Сенсуалист, анархо-социалист, эстет, был он не просто безбожником, но и хулителем, проклинателем бога, высказывая истины, от которых чуть ли не падали в обморок; в ответ на вопрос, как примиряет он в себе собственные социальные противоречия, он неизменно отвечал, что его ответ — огромное, социологическое исследование, которое он всю жизнь пишет, но которое будет обнародовано лишь после смерти его; он — умер: не знаю, было ли написано обещанное исследование; оно ему представлялось ценным; многие утверждали, что его и нет вовсе и что ссылка на исследование — слова.
Что было ценностью, так это его библиотека; она была трояко ценна: социологический отдел был едва ли не наиболее богато представленным среди всех библиотек; он, насколько я слышал, стал стержнем библиотеки Коммунистической академии;77 ценна была коллекция гравюр, посвященных Французской великой революции; наконец: ценность представляло собрание редких, роскошных изданий; как только где-нибудь выходило издание в нескольких экземплярах, Танеев не успокаивался, пока из Лондона, Парижа, Берлина, Вены не получал он своего экземпляра; библиотека являла и богатую библиографию; помнится: лукаво поглядывая на меня, он предлагал мне назвать любого автора, которого портрет и библиографический материал о котором я желал бы иметь под руками сию минуту:
— Не может оказаться автора, портрета которого у меня не было бы: ну, называйте.
Я назвал Сар-Пеладана, руководствуясь мыслью: Танеев и Сар-Пеладан — что общего?
Походив от одной полки к другой и полистав какие-то книжечки, он подкатил лесенку, влез; и скоро спустился с серией томов Пеладана и с его портретом.
— Может быть, вы еще кого-нибудь хотите увидеть? Но я, убежденный во «всепортретности» библиотеки,
отказался экзаменовать Танеева.
В библиотеке, как в темном дне жизни Владимира Ивановича, в годах утонуло все прочее: жажда рубить головы, деньги, имение, социализм, барство, собственная жизнь; библиотека до основания разрушила бытие Танеева; и в последние годы — полубольной, без гроша денег, то есть без возможности скупать книги, он являл собою какую-то мрачную помесь из Плюшкина и Иоанна Грозного; заходя к нам в эпоху 1904–1906 годов (во время наездов в Москву), он, уставившись в новую книгу, которой у него не было, начинал странно и жадно дрожать; я, что мог, предлагал ему; и он, обладатель ценных гравюр и баснословно дорогих изданий, с благодарностью брал у меня мне ненужное книжное дрянцо; в этом прибирании чего угодно, как угодно изданного и ему ненужного почти книжного хлама я видел черты уже настоящей болезни.

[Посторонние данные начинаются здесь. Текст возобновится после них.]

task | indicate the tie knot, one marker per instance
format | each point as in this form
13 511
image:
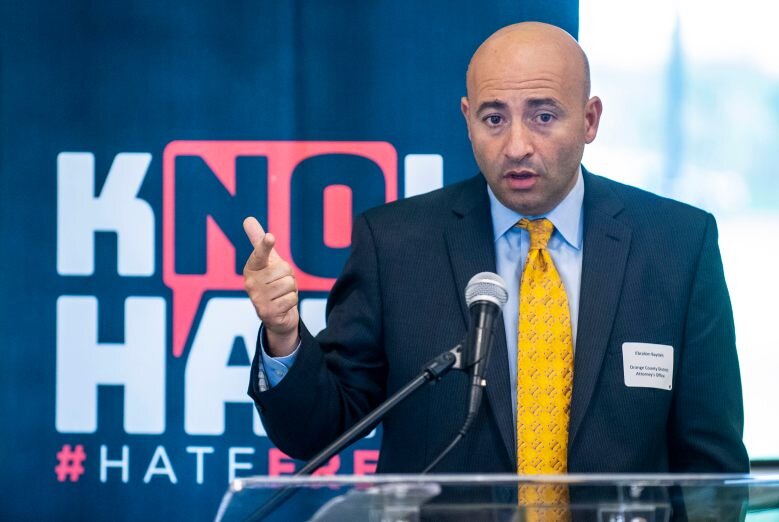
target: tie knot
540 231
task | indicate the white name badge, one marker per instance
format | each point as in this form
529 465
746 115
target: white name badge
648 365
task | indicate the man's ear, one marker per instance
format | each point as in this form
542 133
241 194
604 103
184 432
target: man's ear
465 108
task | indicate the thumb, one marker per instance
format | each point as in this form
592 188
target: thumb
262 243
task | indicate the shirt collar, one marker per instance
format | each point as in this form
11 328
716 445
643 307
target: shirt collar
566 216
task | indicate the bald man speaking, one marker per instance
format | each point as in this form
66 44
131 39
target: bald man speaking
616 352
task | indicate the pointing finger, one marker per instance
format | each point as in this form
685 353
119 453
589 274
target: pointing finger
253 229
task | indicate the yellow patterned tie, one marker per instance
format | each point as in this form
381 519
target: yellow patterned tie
544 374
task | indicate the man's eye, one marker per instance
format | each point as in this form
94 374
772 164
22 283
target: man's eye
545 117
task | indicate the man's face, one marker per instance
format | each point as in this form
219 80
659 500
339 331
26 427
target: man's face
528 120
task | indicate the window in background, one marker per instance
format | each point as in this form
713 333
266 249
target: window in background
690 91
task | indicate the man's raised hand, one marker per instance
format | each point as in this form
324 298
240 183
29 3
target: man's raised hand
271 285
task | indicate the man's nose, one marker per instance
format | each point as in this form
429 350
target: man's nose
519 143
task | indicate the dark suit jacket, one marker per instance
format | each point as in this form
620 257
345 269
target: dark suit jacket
651 272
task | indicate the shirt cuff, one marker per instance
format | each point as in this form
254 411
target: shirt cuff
273 369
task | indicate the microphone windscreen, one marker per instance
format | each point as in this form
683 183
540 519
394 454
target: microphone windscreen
486 286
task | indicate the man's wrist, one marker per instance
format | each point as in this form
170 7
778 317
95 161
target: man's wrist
281 345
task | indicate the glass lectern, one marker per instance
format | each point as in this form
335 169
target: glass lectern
598 498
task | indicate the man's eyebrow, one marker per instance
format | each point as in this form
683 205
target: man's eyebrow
494 104
540 102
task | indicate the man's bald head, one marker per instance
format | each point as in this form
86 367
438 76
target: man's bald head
526 40
529 114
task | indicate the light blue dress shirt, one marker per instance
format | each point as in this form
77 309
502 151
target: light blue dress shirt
511 248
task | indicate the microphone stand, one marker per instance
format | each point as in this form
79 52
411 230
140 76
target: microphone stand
433 371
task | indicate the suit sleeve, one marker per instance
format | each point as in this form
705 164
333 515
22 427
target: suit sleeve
339 376
708 415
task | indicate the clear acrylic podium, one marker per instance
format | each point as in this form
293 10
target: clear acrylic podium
598 498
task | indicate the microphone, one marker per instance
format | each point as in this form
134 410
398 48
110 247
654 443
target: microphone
485 295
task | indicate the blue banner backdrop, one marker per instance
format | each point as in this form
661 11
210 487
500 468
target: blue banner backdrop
135 138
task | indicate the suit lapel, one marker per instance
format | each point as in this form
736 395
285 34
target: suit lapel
606 247
470 244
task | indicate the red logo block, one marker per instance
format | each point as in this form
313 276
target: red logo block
282 158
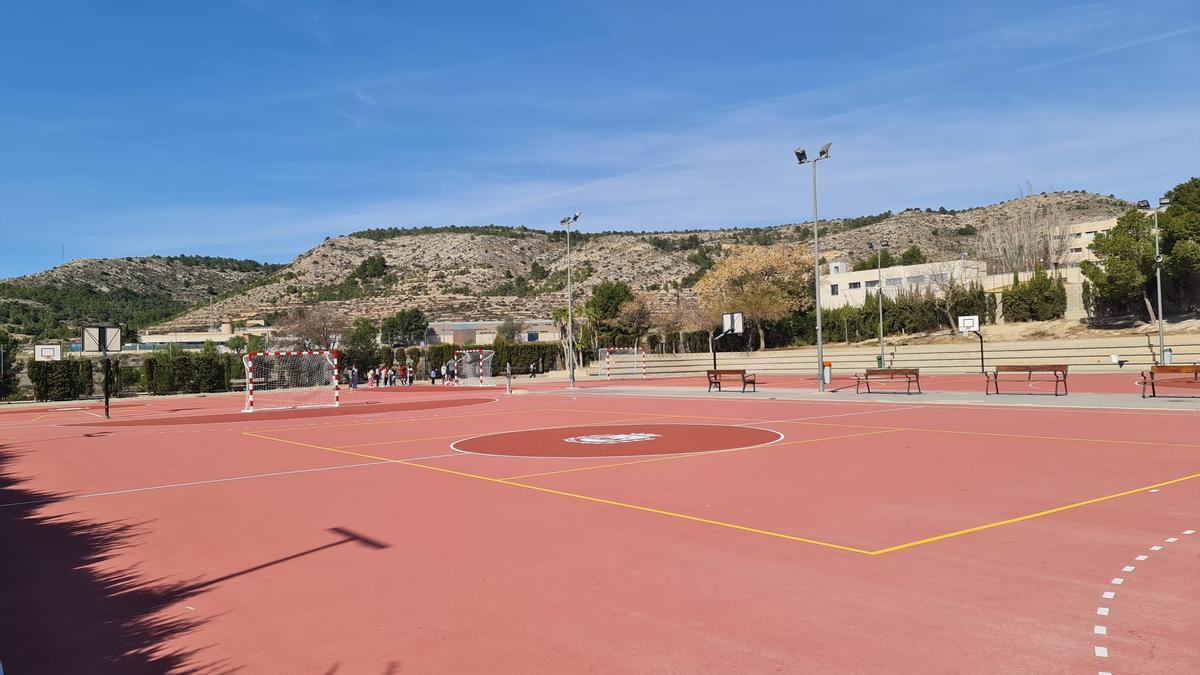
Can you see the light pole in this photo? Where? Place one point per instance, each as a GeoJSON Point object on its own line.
{"type": "Point", "coordinates": [1158, 272]}
{"type": "Point", "coordinates": [879, 269]}
{"type": "Point", "coordinates": [570, 302]}
{"type": "Point", "coordinates": [803, 157]}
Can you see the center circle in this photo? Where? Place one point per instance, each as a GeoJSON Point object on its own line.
{"type": "Point", "coordinates": [618, 440]}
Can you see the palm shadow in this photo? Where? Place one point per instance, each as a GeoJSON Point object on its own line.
{"type": "Point", "coordinates": [64, 610]}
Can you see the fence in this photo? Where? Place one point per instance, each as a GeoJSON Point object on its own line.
{"type": "Point", "coordinates": [960, 356]}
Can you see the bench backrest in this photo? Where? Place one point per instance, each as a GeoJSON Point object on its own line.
{"type": "Point", "coordinates": [1036, 368]}
{"type": "Point", "coordinates": [893, 370]}
{"type": "Point", "coordinates": [1183, 369]}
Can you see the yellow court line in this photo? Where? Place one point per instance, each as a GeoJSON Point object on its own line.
{"type": "Point", "coordinates": [1032, 515]}
{"type": "Point", "coordinates": [573, 495]}
{"type": "Point", "coordinates": [685, 455]}
{"type": "Point", "coordinates": [731, 525]}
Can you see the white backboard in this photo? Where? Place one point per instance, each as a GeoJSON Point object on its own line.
{"type": "Point", "coordinates": [47, 352]}
{"type": "Point", "coordinates": [101, 338]}
{"type": "Point", "coordinates": [732, 322]}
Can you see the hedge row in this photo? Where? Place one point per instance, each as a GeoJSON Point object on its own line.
{"type": "Point", "coordinates": [1041, 298]}
{"type": "Point", "coordinates": [60, 381]}
{"type": "Point", "coordinates": [189, 372]}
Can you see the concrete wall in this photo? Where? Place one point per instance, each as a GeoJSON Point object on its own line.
{"type": "Point", "coordinates": [963, 356]}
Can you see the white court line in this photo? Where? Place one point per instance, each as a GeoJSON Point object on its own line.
{"type": "Point", "coordinates": [828, 416]}
{"type": "Point", "coordinates": [189, 484]}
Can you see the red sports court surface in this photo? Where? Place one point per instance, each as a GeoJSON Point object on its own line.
{"type": "Point", "coordinates": [468, 530]}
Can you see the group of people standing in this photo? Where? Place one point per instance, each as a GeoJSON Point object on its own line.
{"type": "Point", "coordinates": [383, 376]}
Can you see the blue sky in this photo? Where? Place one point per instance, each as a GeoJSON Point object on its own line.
{"type": "Point", "coordinates": [257, 127]}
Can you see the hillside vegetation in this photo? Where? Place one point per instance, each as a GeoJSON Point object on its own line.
{"type": "Point", "coordinates": [469, 272]}
{"type": "Point", "coordinates": [492, 272]}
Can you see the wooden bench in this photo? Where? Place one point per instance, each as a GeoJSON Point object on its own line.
{"type": "Point", "coordinates": [1059, 371]}
{"type": "Point", "coordinates": [714, 378]}
{"type": "Point", "coordinates": [911, 376]}
{"type": "Point", "coordinates": [1177, 376]}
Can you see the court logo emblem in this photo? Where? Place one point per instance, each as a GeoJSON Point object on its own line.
{"type": "Point", "coordinates": [611, 438]}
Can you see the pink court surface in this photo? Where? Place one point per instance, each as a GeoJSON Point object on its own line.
{"type": "Point", "coordinates": [435, 530]}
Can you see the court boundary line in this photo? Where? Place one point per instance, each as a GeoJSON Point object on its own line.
{"type": "Point", "coordinates": [733, 525]}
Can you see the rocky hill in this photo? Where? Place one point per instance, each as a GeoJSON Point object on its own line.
{"type": "Point", "coordinates": [185, 279]}
{"type": "Point", "coordinates": [135, 292]}
{"type": "Point", "coordinates": [489, 273]}
{"type": "Point", "coordinates": [474, 273]}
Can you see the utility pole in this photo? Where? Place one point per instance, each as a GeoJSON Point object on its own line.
{"type": "Point", "coordinates": [570, 302]}
{"type": "Point", "coordinates": [802, 157]}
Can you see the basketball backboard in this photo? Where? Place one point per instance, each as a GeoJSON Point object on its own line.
{"type": "Point", "coordinates": [732, 322]}
{"type": "Point", "coordinates": [48, 352]}
{"type": "Point", "coordinates": [101, 339]}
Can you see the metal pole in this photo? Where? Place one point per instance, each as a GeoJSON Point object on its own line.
{"type": "Point", "coordinates": [570, 315]}
{"type": "Point", "coordinates": [879, 268]}
{"type": "Point", "coordinates": [816, 276]}
{"type": "Point", "coordinates": [1158, 281]}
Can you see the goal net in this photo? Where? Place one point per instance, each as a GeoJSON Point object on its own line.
{"type": "Point", "coordinates": [291, 380]}
{"type": "Point", "coordinates": [619, 363]}
{"type": "Point", "coordinates": [474, 368]}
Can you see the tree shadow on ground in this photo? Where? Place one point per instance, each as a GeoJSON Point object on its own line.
{"type": "Point", "coordinates": [60, 613]}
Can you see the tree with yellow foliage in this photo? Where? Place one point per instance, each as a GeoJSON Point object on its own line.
{"type": "Point", "coordinates": [763, 284]}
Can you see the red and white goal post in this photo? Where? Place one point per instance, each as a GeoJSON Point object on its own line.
{"type": "Point", "coordinates": [622, 363]}
{"type": "Point", "coordinates": [291, 380]}
{"type": "Point", "coordinates": [473, 368]}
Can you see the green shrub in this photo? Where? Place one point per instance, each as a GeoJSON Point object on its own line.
{"type": "Point", "coordinates": [61, 381]}
{"type": "Point", "coordinates": [169, 371]}
{"type": "Point", "coordinates": [1041, 298]}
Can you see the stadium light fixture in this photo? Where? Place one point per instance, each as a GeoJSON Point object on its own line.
{"type": "Point", "coordinates": [1144, 205]}
{"type": "Point", "coordinates": [803, 157]}
{"type": "Point", "coordinates": [570, 300]}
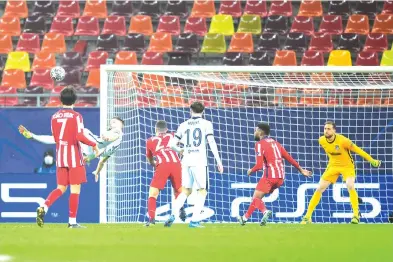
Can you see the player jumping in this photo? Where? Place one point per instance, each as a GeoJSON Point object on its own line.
{"type": "Point", "coordinates": [194, 134]}
{"type": "Point", "coordinates": [108, 143]}
{"type": "Point", "coordinates": [67, 130]}
{"type": "Point", "coordinates": [167, 165]}
{"type": "Point", "coordinates": [270, 156]}
{"type": "Point", "coordinates": [338, 148]}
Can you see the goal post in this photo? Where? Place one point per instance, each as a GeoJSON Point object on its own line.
{"type": "Point", "coordinates": [295, 101]}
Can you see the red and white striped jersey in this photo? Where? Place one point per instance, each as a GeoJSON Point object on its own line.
{"type": "Point", "coordinates": [67, 130]}
{"type": "Point", "coordinates": [270, 157]}
{"type": "Point", "coordinates": [157, 146]}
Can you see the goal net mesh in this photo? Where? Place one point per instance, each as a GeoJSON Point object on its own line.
{"type": "Point", "coordinates": [296, 105]}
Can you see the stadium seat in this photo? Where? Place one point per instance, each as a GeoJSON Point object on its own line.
{"type": "Point", "coordinates": [177, 8]}
{"type": "Point", "coordinates": [152, 58]}
{"type": "Point", "coordinates": [93, 80]}
{"type": "Point", "coordinates": [126, 58]}
{"type": "Point", "coordinates": [366, 58]}
{"type": "Point", "coordinates": [256, 7]}
{"type": "Point", "coordinates": [8, 100]}
{"type": "Point", "coordinates": [276, 25]}
{"type": "Point", "coordinates": [312, 58]}
{"type": "Point", "coordinates": [29, 42]}
{"type": "Point", "coordinates": [160, 43]}
{"type": "Point", "coordinates": [44, 8]}
{"type": "Point", "coordinates": [62, 25]}
{"type": "Point", "coordinates": [107, 43]}
{"type": "Point", "coordinates": [310, 8]}
{"type": "Point", "coordinates": [122, 8]}
{"type": "Point", "coordinates": [285, 58]}
{"type": "Point", "coordinates": [54, 43]}
{"type": "Point", "coordinates": [149, 8]}
{"type": "Point", "coordinates": [341, 8]}
{"type": "Point", "coordinates": [260, 59]}
{"type": "Point", "coordinates": [6, 44]}
{"type": "Point", "coordinates": [280, 8]}
{"type": "Point", "coordinates": [302, 24]}
{"type": "Point", "coordinates": [350, 42]}
{"type": "Point", "coordinates": [96, 8]}
{"type": "Point", "coordinates": [10, 25]}
{"type": "Point", "coordinates": [35, 25]}
{"type": "Point", "coordinates": [321, 42]}
{"type": "Point", "coordinates": [43, 60]}
{"type": "Point", "coordinates": [14, 77]}
{"type": "Point", "coordinates": [87, 26]}
{"type": "Point", "coordinates": [214, 43]}
{"type": "Point", "coordinates": [331, 24]}
{"type": "Point", "coordinates": [358, 24]}
{"type": "Point", "coordinates": [387, 58]}
{"type": "Point", "coordinates": [233, 59]}
{"type": "Point", "coordinates": [196, 25]}
{"type": "Point", "coordinates": [134, 42]}
{"type": "Point", "coordinates": [141, 24]}
{"type": "Point", "coordinates": [16, 9]}
{"type": "Point", "coordinates": [340, 58]}
{"type": "Point", "coordinates": [250, 24]}
{"type": "Point", "coordinates": [42, 78]}
{"type": "Point", "coordinates": [241, 42]}
{"type": "Point", "coordinates": [268, 42]}
{"type": "Point", "coordinates": [296, 42]}
{"type": "Point", "coordinates": [368, 8]}
{"type": "Point", "coordinates": [179, 58]}
{"type": "Point", "coordinates": [232, 7]}
{"type": "Point", "coordinates": [72, 77]}
{"type": "Point", "coordinates": [114, 25]}
{"type": "Point", "coordinates": [72, 60]}
{"type": "Point", "coordinates": [95, 59]}
{"type": "Point", "coordinates": [169, 24]}
{"type": "Point", "coordinates": [187, 43]}
{"type": "Point", "coordinates": [69, 8]}
{"type": "Point", "coordinates": [203, 8]}
{"type": "Point", "coordinates": [376, 42]}
{"type": "Point", "coordinates": [18, 60]}
{"type": "Point", "coordinates": [387, 7]}
{"type": "Point", "coordinates": [383, 24]}
{"type": "Point", "coordinates": [222, 24]}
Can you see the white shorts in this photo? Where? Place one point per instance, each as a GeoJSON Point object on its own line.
{"type": "Point", "coordinates": [195, 177]}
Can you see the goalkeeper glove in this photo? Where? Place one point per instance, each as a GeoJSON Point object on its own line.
{"type": "Point", "coordinates": [375, 163]}
{"type": "Point", "coordinates": [26, 133]}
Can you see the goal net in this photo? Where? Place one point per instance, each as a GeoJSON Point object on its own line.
{"type": "Point", "coordinates": [295, 101]}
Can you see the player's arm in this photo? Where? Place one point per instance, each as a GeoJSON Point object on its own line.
{"type": "Point", "coordinates": [354, 148]}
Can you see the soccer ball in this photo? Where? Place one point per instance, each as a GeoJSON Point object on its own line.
{"type": "Point", "coordinates": [57, 73]}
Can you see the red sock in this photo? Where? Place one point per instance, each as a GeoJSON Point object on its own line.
{"type": "Point", "coordinates": [53, 196]}
{"type": "Point", "coordinates": [151, 207]}
{"type": "Point", "coordinates": [256, 203]}
{"type": "Point", "coordinates": [73, 205]}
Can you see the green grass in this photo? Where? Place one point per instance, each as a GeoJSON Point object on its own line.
{"type": "Point", "coordinates": [224, 242]}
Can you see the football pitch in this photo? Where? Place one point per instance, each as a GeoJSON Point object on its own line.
{"type": "Point", "coordinates": [215, 242]}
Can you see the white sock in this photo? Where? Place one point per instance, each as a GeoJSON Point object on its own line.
{"type": "Point", "coordinates": [72, 220]}
{"type": "Point", "coordinates": [178, 203]}
{"type": "Point", "coordinates": [198, 207]}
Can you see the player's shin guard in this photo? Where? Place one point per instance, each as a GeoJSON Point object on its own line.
{"type": "Point", "coordinates": [313, 203]}
{"type": "Point", "coordinates": [73, 206]}
{"type": "Point", "coordinates": [353, 197]}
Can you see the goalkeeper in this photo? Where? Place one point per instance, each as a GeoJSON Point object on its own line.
{"type": "Point", "coordinates": [338, 148]}
{"type": "Point", "coordinates": [108, 143]}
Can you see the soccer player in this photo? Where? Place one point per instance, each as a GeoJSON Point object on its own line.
{"type": "Point", "coordinates": [108, 143]}
{"type": "Point", "coordinates": [67, 130]}
{"type": "Point", "coordinates": [270, 157]}
{"type": "Point", "coordinates": [194, 134]}
{"type": "Point", "coordinates": [338, 148]}
{"type": "Point", "coordinates": [167, 165]}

Да, книжная паутина оплела танеевский меч для снесения голов; и в сырости огромного, необитаемого здания, где расставилась библиотека, была гарантия, что красный петух не пожрет томы; из огня и холодной сырости поднимался этот странный туман, все более и более заволакивающий Танеева; идеология Танеева — непроницаемый туман, в чем я убедился уже в 1910 году, когда провел месяц в его Демьянове;78 гуляя в парке, заговорили мы о психологии и теории знания; и я чувствовал, что происходит нечто странное; я говорю и вкладываю в понятие «теория-знания» общефилософский смысл, меняющийся в направлениях, но меняющийся вокруг, так сказать, исторического стержня самого образования понятия; Гегель мог так понимать термин; Кант иначе; Маркс опять-таки иначе; но нечто от термина оставалось в вариации понимания; а то, что разумел Танеев, было непроницаемо; наконец, когда он сформулировал свое понимание, я быстро замолчал; и уж никогда с ним на философские темы — ни слова, ибо он сформулировал… просто галиматью; надеюсь, что его социология была выкроена у него в голове не из этой материи.
Да, ходил он в тумане; и из этого тумана он утверждал:
— Все люди сошли с ума! Или он утверждал:
— Все люди делятся на жрецов, убийц, хамов и рабов.